September 21, 2017—Researchers, students, and academic leaders from the U.S. and Japan recently gathered to share experiences and brainstorm ideas for supporting and promoting women in academic research careers.
The Advancing Women in Public Health & Medicine Symposium was held September 15, 2017, at the Joseph B. Martin Conference Center. It was sponsored by the Teikyo-Harvard Program, a long-running partnership that fosters academic exchanges and research collaboration in addition to an annual symposium.
“I believe that this symposium will help enhance our efforts to achieve gender equity,” said Yoshihito Okinaga, chairman and president of Teikyo University, in his opening remarks.
Addressing women’s unequal participation in the Japanese workforce has taken on greater urgency as the country’s birthrate remains low and its elderly population grows, said keynote speaker Hiroko Okinaga, Teikyo’s executive vice president and director of its Support Center for Women Physicians and Researchers. But Japanese culture has been slow to adapt. Male breadwinners working long hours remain the norm, and childcare can be difficult to access. Consequently, women’s employment goes down drastically during their prime childbearing years, Okinaga said.
To reverse this trend, Teikyo launched support services for women researchers in 2013. These included establishing onsite childcare, employing research assistants, holding networking and mentoring activities, and creating checklists to improve gender equity in the work environment. As a result, she said, the percentage of female researchers at Teikyo increased by 4.7% over the past four years.

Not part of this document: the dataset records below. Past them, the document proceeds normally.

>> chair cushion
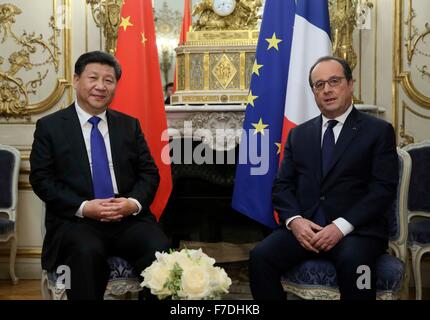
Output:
[282,254,405,291]
[408,219,430,244]
[0,219,15,234]
[408,146,430,212]
[0,150,15,208]
[108,257,138,280]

In the U.S., women make up a substantial majority of students and postdoctoral researchers in public health, suggesting that most candidates for faculty positions in the field should also be female, said Meredith Rosenthal, professor of health economics and policy and senior associate dean for academic affairs at Harvard Chan School. This has not proved to be true, she said, although there have been some gains.
At Harvard Chan School, women postdoctoral fellows are just as likely as men to get an assistant professor position—but they are less likely to apply. One reason for this, Rosenthal found, is concern over work-life balance. “We need to create a culture that permits people to be successful while having full and fulfilling lives,” she said.
“Today was an opportunity to share ideas about best practices to promote women’s advancement in public health and medicine,” said Ichiro Kawachi, John L. Loeb and Frances Lehman Loeb Professor of Social Epidemiology and chair of theDepartment of Social & Behavioral Sciences at Harvard Chan School. “Although the proportion of women ladder faculty is twice as high in the United States (20%) as in Japan (10%), we still have a long way to go before achieving equity.”